Despite all this change, the mainframe has crept along— a fixture in many shops often treated by analysts and others as a dinosaur of computing. This is in spite of the fact that workloads relegated to mainframes are actually exponentially climbing. Today’s mainframe workloads, measured in Millions of Processes per Second (MIPS), have grown from 3.5 million MIPS in 2005 to 12 million MIPS today. IBM, which had for a time seen its market share in computing diminish, is now back to pre-2000 levels, thanks in no small part to the mainframe.
In future columns this year, I plan to revisit the economics of mainframes. It occurs to me that mainframes do a better job of handling core computing services than distributed systems from both a CAPEX and an OPEX perspective. You have the tools in the mainframe space to get far more work accomplished with far fewer bodies than would be possible in distributed computing. This idea is resonating with the front-office that’s confronting a recessionary economy and a desire to constrain OPEX growth in their IT departments.
Moreover, with mainframes, you might just have a more compelling consolidation story to tell than you have in distributed server world. Some companies I’m visiting are less convinced that the road to green nirvana is achieved by virtualizing server sprawl and imploding several hundreds of servers into several tens of servers, with or without VMware. In fact, many are seeing the result of virtualization to be a combination of unstable server operations and renewed server sprawl. Why not use mainframe LPARs instead, the murmuring goes, to create “bulletproof ” tenant operating system environments that can be insulated from each other by technology that has been developed and proved over decades.

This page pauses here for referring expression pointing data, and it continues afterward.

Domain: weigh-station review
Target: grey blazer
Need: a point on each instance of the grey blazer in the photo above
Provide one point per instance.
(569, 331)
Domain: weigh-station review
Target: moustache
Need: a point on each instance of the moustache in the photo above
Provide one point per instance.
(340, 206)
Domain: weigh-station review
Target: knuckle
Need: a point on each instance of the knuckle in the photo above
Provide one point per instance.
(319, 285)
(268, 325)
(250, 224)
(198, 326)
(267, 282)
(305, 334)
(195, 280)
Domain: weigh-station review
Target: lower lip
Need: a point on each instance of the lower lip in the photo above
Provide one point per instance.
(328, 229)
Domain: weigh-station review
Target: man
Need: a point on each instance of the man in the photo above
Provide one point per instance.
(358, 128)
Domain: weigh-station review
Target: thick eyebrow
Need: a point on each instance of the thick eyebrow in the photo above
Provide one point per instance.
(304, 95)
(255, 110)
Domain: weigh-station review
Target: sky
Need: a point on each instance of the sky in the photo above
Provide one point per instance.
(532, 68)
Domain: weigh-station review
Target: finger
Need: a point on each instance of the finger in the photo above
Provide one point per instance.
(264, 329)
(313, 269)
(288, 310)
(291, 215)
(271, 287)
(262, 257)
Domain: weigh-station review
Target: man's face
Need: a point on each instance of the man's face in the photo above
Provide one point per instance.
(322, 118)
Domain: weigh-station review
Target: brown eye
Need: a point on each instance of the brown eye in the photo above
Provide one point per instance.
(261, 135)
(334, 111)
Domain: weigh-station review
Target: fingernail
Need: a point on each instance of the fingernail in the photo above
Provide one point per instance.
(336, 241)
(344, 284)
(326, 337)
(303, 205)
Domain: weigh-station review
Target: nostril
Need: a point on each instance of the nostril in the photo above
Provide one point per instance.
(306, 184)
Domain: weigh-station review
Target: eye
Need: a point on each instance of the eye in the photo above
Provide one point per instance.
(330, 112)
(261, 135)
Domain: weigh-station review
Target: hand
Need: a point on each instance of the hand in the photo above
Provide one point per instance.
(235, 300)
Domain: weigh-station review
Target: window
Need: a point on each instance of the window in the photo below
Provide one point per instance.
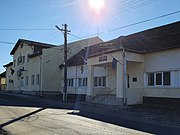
(27, 59)
(23, 59)
(159, 79)
(82, 82)
(151, 79)
(32, 79)
(100, 81)
(37, 79)
(70, 82)
(166, 78)
(26, 80)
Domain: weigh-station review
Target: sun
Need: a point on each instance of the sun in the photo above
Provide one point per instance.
(97, 5)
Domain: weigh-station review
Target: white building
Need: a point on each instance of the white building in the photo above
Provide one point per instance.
(9, 76)
(35, 66)
(26, 68)
(148, 67)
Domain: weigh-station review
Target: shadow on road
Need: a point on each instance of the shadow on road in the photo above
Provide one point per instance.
(20, 118)
(88, 112)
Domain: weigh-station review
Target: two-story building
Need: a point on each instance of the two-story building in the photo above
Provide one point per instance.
(9, 76)
(35, 66)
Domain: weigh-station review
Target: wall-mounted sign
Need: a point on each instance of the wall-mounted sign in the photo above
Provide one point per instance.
(102, 58)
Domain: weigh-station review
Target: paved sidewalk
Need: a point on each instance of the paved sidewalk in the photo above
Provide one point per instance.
(148, 113)
(155, 114)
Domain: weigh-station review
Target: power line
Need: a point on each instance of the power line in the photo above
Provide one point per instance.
(12, 29)
(5, 42)
(155, 18)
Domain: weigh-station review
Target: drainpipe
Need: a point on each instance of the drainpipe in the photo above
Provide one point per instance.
(124, 78)
(40, 76)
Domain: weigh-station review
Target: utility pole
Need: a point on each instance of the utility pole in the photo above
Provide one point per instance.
(65, 32)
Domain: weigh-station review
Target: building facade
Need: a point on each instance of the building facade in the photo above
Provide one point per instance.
(3, 81)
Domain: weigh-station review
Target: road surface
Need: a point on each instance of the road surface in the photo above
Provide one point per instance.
(33, 116)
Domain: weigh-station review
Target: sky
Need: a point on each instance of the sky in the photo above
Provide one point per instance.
(36, 19)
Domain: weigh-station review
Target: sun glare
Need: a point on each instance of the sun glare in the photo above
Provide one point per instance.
(97, 5)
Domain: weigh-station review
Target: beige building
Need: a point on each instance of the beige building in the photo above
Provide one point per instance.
(52, 75)
(35, 67)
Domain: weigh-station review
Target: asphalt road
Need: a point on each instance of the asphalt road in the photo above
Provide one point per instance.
(31, 115)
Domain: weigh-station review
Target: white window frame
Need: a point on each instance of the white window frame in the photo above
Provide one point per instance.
(37, 79)
(82, 82)
(32, 79)
(70, 82)
(162, 79)
(27, 80)
(100, 84)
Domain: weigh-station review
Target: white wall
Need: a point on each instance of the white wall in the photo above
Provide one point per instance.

Then, there are the resiliency concerns that seem to be favoring mainframes again. Distributed servers can and do fail because a disk drive manufacturer somewhere wanted to save a few pennies on a vibration sensor, or because some PCI bus firmware wasn’t quite up to snuff, or a device driver failed to properly load. These are problems plaguing little iron, not big iron.
Finally, there’s the green thing: What compute platform consumes more energy—a z/OS mainframe or 800 servers to support 400 failover strategies?